Because the mummy didn't like her, she wasn't allowed to see her sister a lot. But that was okay, because the littlest little girl was very very clever. So she came up with a plan.
.oOo.
"Goodnight, Lucy," Daddy says, kissing her forehead and making sure her favourite toy — a stuffed puppy — is safely in her arms.
"Goodnight Daddy," she says. Daddy turns on the lamp next to her bed. "Where's Mummy," she asks.
"Mummy's … Mummy's tired," Daddy says. "She's taking a nap on the sofa."
"Oh, okay. Goodnight, Daddy," Lucy repeats.
"Goodnight." Daddy turns the overhead light off, so the room is only lit by the soft glow of her lamp. It used to turn and play music, but Lucy had tried to take it apart one time and Daddy hadn't been able to fix the sound.

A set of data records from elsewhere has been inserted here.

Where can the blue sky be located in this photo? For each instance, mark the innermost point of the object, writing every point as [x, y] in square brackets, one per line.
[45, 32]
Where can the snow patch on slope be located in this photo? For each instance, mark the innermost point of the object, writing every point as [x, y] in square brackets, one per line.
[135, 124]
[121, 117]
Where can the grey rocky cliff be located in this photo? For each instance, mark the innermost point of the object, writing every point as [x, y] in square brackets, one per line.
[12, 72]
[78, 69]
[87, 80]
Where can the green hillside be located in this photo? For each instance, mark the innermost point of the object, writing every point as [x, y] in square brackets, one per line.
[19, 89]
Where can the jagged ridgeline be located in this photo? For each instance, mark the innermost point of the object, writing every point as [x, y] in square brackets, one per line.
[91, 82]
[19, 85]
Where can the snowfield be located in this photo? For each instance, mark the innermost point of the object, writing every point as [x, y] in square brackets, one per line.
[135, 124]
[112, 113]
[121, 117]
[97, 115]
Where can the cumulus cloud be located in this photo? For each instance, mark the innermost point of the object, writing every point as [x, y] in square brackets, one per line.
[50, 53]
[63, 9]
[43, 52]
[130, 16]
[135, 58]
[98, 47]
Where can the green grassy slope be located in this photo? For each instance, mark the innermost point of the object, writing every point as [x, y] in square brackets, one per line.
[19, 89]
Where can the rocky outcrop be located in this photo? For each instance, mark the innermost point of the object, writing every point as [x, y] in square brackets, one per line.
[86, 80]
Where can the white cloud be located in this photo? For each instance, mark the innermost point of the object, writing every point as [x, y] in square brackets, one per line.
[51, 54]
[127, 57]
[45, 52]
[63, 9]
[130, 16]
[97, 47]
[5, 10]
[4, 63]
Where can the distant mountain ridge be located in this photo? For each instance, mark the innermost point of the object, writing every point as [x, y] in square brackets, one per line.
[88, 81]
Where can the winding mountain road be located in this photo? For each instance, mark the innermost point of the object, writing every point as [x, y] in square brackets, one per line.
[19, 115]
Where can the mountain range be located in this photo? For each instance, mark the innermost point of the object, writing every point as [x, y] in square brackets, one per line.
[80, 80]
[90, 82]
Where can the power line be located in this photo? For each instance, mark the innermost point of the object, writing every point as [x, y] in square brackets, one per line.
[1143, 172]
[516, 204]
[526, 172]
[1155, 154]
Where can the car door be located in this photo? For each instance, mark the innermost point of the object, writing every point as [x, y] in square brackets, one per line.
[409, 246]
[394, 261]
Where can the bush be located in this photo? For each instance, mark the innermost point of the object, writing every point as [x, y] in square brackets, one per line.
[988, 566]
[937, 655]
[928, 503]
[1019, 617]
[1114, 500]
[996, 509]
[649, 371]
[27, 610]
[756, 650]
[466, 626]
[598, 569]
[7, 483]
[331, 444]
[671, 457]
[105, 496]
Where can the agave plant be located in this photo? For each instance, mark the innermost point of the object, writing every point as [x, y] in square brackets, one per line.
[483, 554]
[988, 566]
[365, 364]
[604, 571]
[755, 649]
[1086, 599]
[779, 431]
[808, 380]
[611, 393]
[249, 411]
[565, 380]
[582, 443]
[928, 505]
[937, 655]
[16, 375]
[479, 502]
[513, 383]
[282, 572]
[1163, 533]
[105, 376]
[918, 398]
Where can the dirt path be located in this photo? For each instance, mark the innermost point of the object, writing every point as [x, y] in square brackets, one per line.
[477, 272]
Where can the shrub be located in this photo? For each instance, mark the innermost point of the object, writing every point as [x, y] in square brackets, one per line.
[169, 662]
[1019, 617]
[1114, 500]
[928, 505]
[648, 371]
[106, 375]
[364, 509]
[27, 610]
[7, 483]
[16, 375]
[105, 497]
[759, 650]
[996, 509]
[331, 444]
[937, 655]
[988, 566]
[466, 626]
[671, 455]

She thinks he might have been lying, but she hadn't liked the song anyway.
Lucy waits until Daddy pulls the door to and his footsteps have receded down the corridor before turning off her lamp. She can't sleep in the dark.
She draws her knees up to her chest, clutching Puppy to her face, and waits.
It's hard to tell time when the room is so dark — though, even if she'd been able to see the brightly coloured clock on the wall with the bunny ears it wouldn't have helped because Lucy doesn't know how to tell time yet — but she thinks she's been waiting for a very long time.
And then, she hears it. A creak on the stairs.
Mummy's going to bed.
Lucy turns on the lamp so she can see where she's going and carefully slips out of bed. She holds Puppy by her ear, so she dangles towards the floor, and pushes the door open slowly.
It's dark — the only light coming from her lamp because Mummy has already turned off the lights downstairs — and her bare feet make no noise when she steps out onto the landing.
Mummy walks up the stairs slowly, her feet falling heavily with each step, and she has her hand out on the wall to steady herself.
Lucy tiptoes to the top of the stairs, never taking her eyes off Mummy's shadowed form. Mummy must have her head down because it's not dark enough for her to be unable to see Lucy.
"Hello, Mummy," Lucy says. Mummy makes a gasping sound that ends in a slight hiccough and stops walking. Lucy giggles.
She walks forwards, down the stairs slowly, and reaches out.
(Daddy will read her story — the one that she drew for Molly — later. He will tear the pages and will never speak of it, but he will watch Lucy a little more carefully from that moment on.)
.oOo.
And the two little girls lived happily ever after.